Managing Imetelstat Cytopenias
Although luspatercept is associated with low-grade fatigue/asthenia in about 25% of patients, imetelstat presents a different challenge: significant but transient cytopenias. In the IMerge study, grade 3/4 neutropenia and thrombocytopenia occurred in roughly 75% of patients.
However, Abaza views these as a sign of efficacy. “I like seeing them, because it tells me that the drug is actually going to work,” she explained, citing a pooled analysis4 evaluating the correlation between treatment-emergent cytopenias and response presented during the 67th American Society of Hematology (ASH) Annual Meeting.

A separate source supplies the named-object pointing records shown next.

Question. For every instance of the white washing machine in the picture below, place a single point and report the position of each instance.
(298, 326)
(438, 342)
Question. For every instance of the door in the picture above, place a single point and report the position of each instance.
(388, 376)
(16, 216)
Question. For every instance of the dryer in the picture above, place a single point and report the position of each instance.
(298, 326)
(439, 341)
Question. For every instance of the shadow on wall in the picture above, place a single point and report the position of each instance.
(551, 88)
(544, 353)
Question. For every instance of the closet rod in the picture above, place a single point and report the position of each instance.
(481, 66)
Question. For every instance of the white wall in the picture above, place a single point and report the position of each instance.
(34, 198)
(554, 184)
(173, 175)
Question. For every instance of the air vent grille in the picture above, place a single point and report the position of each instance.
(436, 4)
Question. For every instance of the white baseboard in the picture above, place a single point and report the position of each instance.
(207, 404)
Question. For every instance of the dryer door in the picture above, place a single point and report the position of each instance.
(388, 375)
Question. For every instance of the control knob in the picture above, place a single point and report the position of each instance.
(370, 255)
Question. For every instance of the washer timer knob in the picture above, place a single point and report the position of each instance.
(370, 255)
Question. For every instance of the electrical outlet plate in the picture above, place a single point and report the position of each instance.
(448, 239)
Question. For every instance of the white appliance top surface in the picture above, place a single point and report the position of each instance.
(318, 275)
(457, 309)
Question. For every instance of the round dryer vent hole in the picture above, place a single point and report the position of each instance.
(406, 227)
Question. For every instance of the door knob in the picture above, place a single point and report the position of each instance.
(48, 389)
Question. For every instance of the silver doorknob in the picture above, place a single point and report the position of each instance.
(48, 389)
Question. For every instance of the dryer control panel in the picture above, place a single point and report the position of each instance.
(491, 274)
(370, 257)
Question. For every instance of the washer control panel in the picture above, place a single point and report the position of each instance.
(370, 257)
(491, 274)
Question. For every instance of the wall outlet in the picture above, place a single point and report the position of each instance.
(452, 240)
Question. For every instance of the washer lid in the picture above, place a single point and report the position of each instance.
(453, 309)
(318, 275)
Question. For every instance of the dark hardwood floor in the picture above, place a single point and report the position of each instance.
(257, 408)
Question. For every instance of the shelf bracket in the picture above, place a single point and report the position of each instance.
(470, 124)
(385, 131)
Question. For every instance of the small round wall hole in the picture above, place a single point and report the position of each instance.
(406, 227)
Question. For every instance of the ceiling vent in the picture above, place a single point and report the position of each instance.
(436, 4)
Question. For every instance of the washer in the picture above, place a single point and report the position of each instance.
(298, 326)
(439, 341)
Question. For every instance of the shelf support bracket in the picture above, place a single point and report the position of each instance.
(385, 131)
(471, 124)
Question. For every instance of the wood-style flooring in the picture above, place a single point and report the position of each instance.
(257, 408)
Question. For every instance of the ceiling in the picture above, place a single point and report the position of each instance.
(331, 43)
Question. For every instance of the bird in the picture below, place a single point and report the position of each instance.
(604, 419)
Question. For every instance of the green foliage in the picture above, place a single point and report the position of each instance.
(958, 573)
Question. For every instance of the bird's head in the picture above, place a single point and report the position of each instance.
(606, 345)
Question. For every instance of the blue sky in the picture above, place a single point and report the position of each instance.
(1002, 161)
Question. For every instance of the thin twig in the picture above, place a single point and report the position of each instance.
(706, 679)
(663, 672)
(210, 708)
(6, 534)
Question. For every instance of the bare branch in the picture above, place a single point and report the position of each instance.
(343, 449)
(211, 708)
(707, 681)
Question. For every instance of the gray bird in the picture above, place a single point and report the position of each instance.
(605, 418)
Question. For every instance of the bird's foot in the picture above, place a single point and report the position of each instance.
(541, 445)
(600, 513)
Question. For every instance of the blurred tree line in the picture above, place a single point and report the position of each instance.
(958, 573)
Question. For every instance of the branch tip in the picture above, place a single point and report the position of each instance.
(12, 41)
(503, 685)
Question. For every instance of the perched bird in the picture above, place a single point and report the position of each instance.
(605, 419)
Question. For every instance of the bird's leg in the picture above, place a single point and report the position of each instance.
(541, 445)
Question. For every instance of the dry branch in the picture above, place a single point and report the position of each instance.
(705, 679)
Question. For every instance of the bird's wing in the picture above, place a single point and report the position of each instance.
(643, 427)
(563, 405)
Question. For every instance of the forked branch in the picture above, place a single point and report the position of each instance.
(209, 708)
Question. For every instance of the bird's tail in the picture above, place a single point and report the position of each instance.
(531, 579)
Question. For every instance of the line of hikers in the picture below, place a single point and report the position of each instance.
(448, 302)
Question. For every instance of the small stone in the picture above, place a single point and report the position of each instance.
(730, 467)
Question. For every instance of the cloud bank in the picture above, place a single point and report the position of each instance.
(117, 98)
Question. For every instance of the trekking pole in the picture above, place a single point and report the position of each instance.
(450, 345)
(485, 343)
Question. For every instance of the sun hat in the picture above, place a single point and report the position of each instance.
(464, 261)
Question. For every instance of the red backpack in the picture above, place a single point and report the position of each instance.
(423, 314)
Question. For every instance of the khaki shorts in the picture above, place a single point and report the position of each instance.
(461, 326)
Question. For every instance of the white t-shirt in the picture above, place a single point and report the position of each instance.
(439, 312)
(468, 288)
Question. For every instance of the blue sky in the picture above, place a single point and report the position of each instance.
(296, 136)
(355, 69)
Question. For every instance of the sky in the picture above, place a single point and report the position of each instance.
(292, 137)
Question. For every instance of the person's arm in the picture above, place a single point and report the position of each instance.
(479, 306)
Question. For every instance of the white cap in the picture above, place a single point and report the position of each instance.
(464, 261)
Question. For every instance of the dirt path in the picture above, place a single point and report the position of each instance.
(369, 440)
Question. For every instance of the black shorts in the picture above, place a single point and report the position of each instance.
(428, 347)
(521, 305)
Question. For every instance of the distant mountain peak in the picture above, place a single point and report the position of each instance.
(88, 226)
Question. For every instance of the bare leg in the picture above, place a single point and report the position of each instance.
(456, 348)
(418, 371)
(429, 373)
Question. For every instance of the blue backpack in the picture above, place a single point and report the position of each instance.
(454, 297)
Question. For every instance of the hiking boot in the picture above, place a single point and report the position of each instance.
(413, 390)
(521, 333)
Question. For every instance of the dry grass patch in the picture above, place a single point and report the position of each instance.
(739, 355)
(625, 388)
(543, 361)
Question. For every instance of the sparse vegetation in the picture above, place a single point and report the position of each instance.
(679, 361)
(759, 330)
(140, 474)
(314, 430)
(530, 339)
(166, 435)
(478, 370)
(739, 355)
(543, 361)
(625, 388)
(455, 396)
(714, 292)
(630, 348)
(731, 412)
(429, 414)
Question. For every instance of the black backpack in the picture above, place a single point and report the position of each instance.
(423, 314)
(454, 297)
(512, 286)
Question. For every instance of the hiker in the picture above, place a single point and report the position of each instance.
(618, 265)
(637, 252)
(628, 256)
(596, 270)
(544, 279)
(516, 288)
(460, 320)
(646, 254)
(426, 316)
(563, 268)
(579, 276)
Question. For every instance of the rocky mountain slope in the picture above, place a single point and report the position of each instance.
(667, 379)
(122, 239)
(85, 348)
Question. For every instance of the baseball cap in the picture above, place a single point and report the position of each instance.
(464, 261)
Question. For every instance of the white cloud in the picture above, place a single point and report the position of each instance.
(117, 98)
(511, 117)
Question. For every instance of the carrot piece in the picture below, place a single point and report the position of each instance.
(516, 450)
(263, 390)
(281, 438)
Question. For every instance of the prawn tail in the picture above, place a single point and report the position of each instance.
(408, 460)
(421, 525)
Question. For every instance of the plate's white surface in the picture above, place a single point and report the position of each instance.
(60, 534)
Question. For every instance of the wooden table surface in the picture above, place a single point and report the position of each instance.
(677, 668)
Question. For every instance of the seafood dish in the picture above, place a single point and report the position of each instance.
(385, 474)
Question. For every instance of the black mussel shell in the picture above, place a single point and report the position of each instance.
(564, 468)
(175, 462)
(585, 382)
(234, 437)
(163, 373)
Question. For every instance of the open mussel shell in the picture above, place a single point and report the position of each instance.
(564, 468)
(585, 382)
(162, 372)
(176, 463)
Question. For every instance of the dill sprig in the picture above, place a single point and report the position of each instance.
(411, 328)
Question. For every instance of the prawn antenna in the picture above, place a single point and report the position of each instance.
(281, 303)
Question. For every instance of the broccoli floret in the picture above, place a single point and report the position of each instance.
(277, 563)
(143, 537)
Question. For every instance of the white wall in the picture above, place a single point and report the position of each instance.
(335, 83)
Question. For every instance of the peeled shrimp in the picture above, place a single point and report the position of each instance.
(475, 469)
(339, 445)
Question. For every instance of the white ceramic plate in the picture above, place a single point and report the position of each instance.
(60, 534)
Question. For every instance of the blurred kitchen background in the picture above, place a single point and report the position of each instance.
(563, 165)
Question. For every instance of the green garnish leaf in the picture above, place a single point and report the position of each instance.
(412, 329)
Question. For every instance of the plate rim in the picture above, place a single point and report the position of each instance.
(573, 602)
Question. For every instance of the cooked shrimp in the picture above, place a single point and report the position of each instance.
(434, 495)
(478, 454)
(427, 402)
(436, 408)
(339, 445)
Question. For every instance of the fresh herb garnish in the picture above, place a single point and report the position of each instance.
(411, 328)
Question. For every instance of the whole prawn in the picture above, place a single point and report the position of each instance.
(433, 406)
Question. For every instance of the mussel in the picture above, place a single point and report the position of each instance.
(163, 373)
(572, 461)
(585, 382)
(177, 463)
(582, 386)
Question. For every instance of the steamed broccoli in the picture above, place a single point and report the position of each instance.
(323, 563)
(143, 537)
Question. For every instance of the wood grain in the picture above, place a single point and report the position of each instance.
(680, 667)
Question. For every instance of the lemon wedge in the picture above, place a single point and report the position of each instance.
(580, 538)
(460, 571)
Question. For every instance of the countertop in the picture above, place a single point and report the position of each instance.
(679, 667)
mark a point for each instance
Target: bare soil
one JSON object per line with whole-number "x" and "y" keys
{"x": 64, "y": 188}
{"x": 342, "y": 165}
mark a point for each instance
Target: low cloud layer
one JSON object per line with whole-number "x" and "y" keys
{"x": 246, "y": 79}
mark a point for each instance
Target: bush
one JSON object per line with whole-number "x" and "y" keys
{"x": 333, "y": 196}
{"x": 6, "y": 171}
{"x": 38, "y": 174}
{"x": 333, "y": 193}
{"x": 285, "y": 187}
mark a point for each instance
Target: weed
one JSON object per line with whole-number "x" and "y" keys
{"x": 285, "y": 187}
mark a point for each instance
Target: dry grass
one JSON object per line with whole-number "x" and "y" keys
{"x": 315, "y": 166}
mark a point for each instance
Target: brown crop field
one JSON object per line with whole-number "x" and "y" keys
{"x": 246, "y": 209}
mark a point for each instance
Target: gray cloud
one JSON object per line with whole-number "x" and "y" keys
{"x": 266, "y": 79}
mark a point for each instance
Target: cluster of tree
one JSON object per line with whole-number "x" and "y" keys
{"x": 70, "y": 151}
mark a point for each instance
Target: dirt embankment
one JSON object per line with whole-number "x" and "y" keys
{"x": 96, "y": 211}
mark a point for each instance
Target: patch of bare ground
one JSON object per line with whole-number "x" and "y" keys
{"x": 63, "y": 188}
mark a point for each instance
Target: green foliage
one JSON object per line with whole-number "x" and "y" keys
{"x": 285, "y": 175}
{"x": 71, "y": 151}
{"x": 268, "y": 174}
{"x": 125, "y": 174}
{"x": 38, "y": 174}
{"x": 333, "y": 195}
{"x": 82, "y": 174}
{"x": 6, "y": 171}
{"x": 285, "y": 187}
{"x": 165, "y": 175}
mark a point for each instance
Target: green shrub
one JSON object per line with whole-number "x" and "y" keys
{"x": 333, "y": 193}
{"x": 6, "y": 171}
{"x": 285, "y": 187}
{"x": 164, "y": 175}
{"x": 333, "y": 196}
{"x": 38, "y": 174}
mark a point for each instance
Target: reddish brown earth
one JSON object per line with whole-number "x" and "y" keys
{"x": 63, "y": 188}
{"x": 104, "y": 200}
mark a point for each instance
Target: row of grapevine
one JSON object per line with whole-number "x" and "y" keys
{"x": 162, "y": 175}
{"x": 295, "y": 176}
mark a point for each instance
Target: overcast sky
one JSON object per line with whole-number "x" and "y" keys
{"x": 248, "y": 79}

In the study, patients with 75% or greater neutrophil count reductions or 50% or greater platelet reductions in the first 2 cycles were more likely to have a greater hemoglobin increase from pretreatment or to achieve a hematologic improvement-erythroid response.
Looking Ahead
Despite recent successes, the RS-negative population remains a major clinical gap because of its heterogeneity. Abaza pointed toward emerging targets, such as IRAK1/4 inhibitors, which have shown preliminary activity in a phase 1 dose escalation/dose expansion trial (NCT05308264) presented by Guillermo Garcia-Manero, MD, at ASH 2025.5
R835 is a selective dual inhibitor of IRAK 1/4 that blocks TLR4 and IL-1R–dependent cytokine release in vitro and in vivo, which potentially may suppress inflammation and leukemic stem/progenitor cell function and restore normal hematopoiesis in MDS.
Abaza also emphasized a shift towards intervention in the transfusion-independent population, noting the ELEMENT-MDS study (NCT05949684),6 which is currently investigating whether early treatment with luspatercept in symptomatic, non-transfusion-dependent patients can improve quality of life and long-term survival.
Collaborating on care, especially among patients with complex cases such as del(5q) with complex karyotypes, in which misdiagnosis can lead to suboptimal therapy, remains critical, Abaza concluded.